It is on your own interest to provide a draft version (20 points) that is as close as possible to the final version (60 points). This way you get more feedback and can correct mistakes before submitting the final version.
2. Experiment
It is imperative that the student starts the epoxidation reaction as soon as possible because the reaction can require as much as two hours to complete!
Assume a weight of 120 g/mol for the unknown alkene (styrene (r=0.91 g/mL), a-methyl-styrene (r=0.91 g/mL), 3-methyl-styrene (r=0.90 g/mL), 4-methyl-styrene (r=0.90 g/mL), 4-chloro-a-methylstyrene (r=1.08 g/mL), 4-bromo-a-methylstyrene (r=1.36 g/mL), 4-bromo-styrene (r=1.40 g/mL), 4-chloro-styrene(r=1.16 g/mL), cis-stilbene (r=1.01 g/mL), trans-stilbene (r=1.01 g/mL) and calculate the amount of catalyst required accordingly. The alkenes have to be measured by volume under the hood.

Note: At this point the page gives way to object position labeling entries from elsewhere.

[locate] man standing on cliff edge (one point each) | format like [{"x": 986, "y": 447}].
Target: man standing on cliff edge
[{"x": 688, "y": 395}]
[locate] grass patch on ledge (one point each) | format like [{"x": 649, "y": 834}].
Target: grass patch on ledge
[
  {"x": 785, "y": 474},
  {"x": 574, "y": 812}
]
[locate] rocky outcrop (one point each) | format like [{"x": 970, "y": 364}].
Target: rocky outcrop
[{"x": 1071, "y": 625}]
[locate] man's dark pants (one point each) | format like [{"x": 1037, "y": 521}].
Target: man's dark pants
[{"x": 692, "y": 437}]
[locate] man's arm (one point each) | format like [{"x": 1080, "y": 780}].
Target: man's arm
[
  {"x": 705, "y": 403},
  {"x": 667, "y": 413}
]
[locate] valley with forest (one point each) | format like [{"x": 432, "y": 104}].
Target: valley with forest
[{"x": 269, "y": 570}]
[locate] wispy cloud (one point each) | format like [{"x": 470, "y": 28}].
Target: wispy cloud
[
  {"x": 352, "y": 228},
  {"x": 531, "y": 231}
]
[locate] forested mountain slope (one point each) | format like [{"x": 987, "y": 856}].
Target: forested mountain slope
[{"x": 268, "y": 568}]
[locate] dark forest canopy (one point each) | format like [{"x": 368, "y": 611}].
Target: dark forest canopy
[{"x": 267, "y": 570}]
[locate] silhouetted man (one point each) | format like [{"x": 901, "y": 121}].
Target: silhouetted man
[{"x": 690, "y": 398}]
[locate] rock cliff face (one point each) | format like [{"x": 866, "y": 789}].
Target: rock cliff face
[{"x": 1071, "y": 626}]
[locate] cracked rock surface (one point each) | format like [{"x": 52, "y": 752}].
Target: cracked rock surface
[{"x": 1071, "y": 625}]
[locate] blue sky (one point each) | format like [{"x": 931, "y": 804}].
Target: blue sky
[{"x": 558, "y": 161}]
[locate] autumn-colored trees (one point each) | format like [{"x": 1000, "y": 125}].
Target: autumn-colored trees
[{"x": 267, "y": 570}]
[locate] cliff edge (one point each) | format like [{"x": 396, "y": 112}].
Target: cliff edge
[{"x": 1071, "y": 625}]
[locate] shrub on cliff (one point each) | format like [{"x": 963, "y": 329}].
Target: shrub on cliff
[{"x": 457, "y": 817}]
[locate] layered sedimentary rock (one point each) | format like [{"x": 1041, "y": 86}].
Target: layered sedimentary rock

If your TA asks you to add pyridine N-oxide, use about twice as many moles as you used for the catalyst.
Make sure that you close the flask with some parafilm during the reaction. The hotplate has to be cold. Why?
TLC is used to monitor the reaction and to optimize the solvent (start with EtOAc:hexane=1:4) used in the column chromatography. A good solvent (mixture) should show a good separation of the epoxide and the alkene (difference in Rf-values ~0.3-0.4). The epoxide should display a Rf-value about 0.4-0.5. Why?
The spotting should be performed using a capillary spotter (the student will have to make them himself). After developing the plate in the TLC chamber, the TLC plate should be dried briefly and then placed under the UV-light to visualize the alkene (Circle the spot with pencil). Next, the plate is dipped briefly into the ceric staining solution (Careful: very corrosive!). After wiping the backside clean, the TLC plate (face up) is placed on a warm hot plate. The Mo(VI)-compound in the solution reacts with polar compounds (epoxides, aldehydes, ketones) to form a dark blue Mo(V)-complex. A blue spot appears on the plate. The sketch of the resulting plate is drawn in the notebook and the TLC plate then disposed of. Do not take the TLC plate home! The silica and the chemicals will be all over the place.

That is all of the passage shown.